-Przyjadę za niecałą godzinę, pojadę do domu po jakieś jedzenie, przebiorę się i wezmę Mickey'go- powiedziałem, ubierając buty. Kitty mruknęła coś w stylu "wracaj szybko" a ja pochyliłem się nad nią i pocałowałem na pożegnanie.
Jakiś czas później zaparkowałem na podjeździe. Wyszedłem z auta, a kiedy wszedłem do domu, moja mama od razu zaczęła mnie wypatrywać o Kitty.
-Miałeś z nią jakiś kontakt?
-Kilka dni temu- skłamałem -Jest tata?- zmieniłem temat
-Um... Jasne, on jest u siebie w gabinecie- odpowiedziała i wróciła do kuchni. Zdjąłem buty, a następnie wybiegłem na górę. Zapukałem do czarnych drewnianych drzwi, a kiedy usłyszałem "proszę" wszedłem do środka.
-Hej tato, mam dwie sprawy- zacząłem, tata wstał i okrążył biurko, a następnie się o nie oparł, zakładając ręce na piersi. Był ubrany w czarne spodnie od garnituru i błękitną koszulę, na nogach miał jedynie skarpetki. Był tak ubrany bo pewnie miał za niedługo ważne spotkanie, gdyby tak nie było, pewnie chodziłby w dresie i bez koszuli, a mama dostawałaby orgazmu na jego widok.
-Potrzebujesz pieniędzy?- spytał od razu, a ja zaprzeczyłem ruchem głowy.
-Chodzi o Kitty, Toma i Mię. Tom je bije, a ja po prostu nie mogę patrzeć jak z każdą wizytą na ciele Kitty jest coraz więcej siniaków i zadrapań, myślałem czy nie zgłosić tego na policje- wytłumaczyłem
-Cóż, to miłe, że chcesz im pomóc wujek Liam jest policjantem mogę do niego zadzwonić, ale pewnie będą na to potrzebne jakieś dowody- odpowiedział, a ja skinąłem głową.
-Mógłbyś to zrobić jeszcze dzisiaj?- spytałem
-Jasne, ale najpierw powiedz mi o tej drugiej sprawie
-Więc chcemy z chłopakami pojechać nad jezioro na kilka dni, tak spędzić razem czas, a nasz domek rodzinny stoi tam pusty i pomyślałem, że moglibyśmy się tam zakwaterować, tylko nie mam kluczy- złapałem się za kark, błagając w duchu, by tata połknął haczyk.
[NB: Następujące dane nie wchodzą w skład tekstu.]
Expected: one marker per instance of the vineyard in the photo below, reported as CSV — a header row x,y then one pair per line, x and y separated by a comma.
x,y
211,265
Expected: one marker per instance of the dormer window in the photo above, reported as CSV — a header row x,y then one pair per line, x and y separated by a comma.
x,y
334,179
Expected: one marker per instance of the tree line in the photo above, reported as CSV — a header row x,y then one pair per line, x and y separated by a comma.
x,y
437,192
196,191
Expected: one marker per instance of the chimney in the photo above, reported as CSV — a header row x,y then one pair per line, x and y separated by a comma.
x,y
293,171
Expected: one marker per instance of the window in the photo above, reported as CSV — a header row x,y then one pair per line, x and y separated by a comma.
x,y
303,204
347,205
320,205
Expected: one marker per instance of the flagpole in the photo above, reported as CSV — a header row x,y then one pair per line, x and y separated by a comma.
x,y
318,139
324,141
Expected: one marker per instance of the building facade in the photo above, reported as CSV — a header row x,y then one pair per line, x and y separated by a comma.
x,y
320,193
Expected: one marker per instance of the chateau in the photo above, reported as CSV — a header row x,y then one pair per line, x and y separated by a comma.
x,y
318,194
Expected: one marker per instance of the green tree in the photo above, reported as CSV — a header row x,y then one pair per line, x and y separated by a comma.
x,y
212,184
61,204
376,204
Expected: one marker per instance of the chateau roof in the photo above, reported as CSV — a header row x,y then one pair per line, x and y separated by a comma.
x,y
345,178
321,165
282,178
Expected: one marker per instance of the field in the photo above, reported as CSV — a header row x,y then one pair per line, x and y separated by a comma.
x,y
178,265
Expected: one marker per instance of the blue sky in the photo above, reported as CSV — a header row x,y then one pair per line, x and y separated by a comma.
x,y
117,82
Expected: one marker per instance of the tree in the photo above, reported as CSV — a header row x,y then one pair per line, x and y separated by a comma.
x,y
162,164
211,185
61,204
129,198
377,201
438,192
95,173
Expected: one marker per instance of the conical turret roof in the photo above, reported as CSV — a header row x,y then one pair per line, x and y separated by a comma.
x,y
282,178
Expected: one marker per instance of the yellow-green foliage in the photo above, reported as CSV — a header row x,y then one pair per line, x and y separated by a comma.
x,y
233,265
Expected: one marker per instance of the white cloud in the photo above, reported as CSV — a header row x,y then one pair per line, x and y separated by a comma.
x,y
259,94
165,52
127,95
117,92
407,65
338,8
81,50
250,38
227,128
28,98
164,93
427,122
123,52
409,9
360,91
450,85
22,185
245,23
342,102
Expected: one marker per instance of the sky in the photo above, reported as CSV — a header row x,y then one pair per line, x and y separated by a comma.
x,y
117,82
-Jasne, nie ma problemu- uśmiechnął się do mnie,a ja odetchnąłem z ulgą. -Sprzątaczka jest tam raz na jakiś czas więc o porządek nie musicie się martwić, jedynie musicie sobie kupić jedzenie. Prześlę ci pieniądze na konto- oznajmił i wrócił do swojego laptopa. Schylił się i wyciągnął z szuflady klucze do naszego domku nad jeziorem niedaleko Mullingar.
-Zadzwonisz teraz do wujka?- spytałem, a on skinął głową i wyjął swój telefon, nie chciałem mu przeszkadzać, dlatego wyszedłem z jego gabinetu.
Kiedy przechodziłem obok pokoju Lily, drzwi otworzyły się, a czyjaś ręka pociągnęła mnie do środka.
-Wiem, że Kitty wróciła do Irlandii i, że przyjechała do nas w nocy...
Okej, a więc po tym jednym dniu intensywnego myślenia, doszłam do tego, jak ma potoczyć się ta historia i jakie będą wydarzenia. Przedtem trochę się pogubiłam, byłam też zdenerwowana w związku z moją szkołą, ale chyba wszystko już będzie okej. Obiecałam sobie, że do do końca sierpnia mam skończyć wszystkie opowiadania jakie piszę, więc Snapchat nie długo się skończy tak, jak reszta moich ff.